I was doing MA when I had my first encounter with a prospective bride. The curly-haired Sunita, whom I wanted to marry, was my classmate. She asked me to visit her parents and request the hand of their daughter in marriage.
The day of trial finally came after a long wait. My maternal uncle, who was not much elder to me, accompanied me as my guardian on this romantic trip. He was more than a ditto copy of me. I felt a sense of envy when he would apply the best cream on his face and wear a sophisticated cologne. These were luxuries to me. What pained me was that he looked more of a suitor than me.
As told by Sunita, we reached the house where the nameplate read "Dr...Sharma". With a trembling hand, I pressed the bell. Opening the gate, the maid asked, "Whom do you want to see?" "Miss Sunita," I replied enthusiastically. "Welcome! She has just gone to the market to bring sweets for some guests who are coming tonight." "Not tonight, today evening," my uncle corrected with a sense of eminent status, he being the guardian of a handsome suitor.

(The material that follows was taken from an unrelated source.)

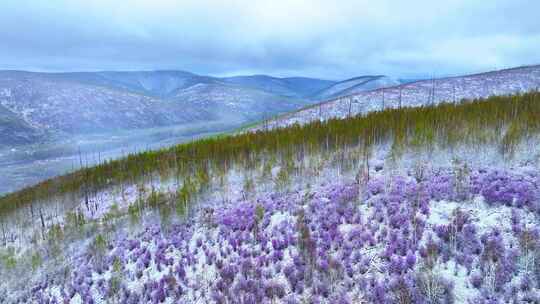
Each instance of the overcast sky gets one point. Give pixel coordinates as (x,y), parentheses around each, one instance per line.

We kept waiting in the drawing room, but no one turned up. After an hour, a man in his 60s entered the drawing room. "Dr Sharma here," he said. Standing up respectfully, my uncle explained: "You know Dr sahib, this nephew of mine is the most talented boy in our area...we are here with a proposal...he loves your daughter Sunita...she is willing to marry him...your blessings alone can enable him to get her fair hand."
"What nonsense! Sunita is already married," the old man thundered with anger. We ran out of the house to save our skin only to find a fat, middle-aged Sunita at the gate walking towards us with a packet of sweets. How we would have savoured them had the situation been to our liking!
This misadventure proved contagious. Thus followed another trial! While proposing the second girl, I became a little fidgety. My prompt "yes" was followed by a frank "no". The blow was morally painful, but it gave me a wiser head on my shoulders.
I thus decided to be silent the next time. When the two ladies accompanying the prospective match asked for my opinion about the girl, I kept mum and simply nodded in approval. They rejected me, thinking I was dumb.
In my next match-finding exercise, my father didn't like to accept dowry. The girl's father rejected the proposal, thinking that "dishonouring" dowry would lower their family's status. Learning a lesson from it, my father asked for dowry in cash the next time, but the move turned counterproductive.
Dejected by such failures, I had dropped the idea of marriage when the unthinkable happened. Man proposes God disposes. After much resistance, I agreed to my parents' request to give it another go. I would have regretted it for life had I not. The moment I saw her, I knew she was the one. Even she liked me. When I blushed, she smiled and offered me burfi. Her etiquettes and smiling gestures gripped my heart. This daughter of a big landlord is my best friend for life.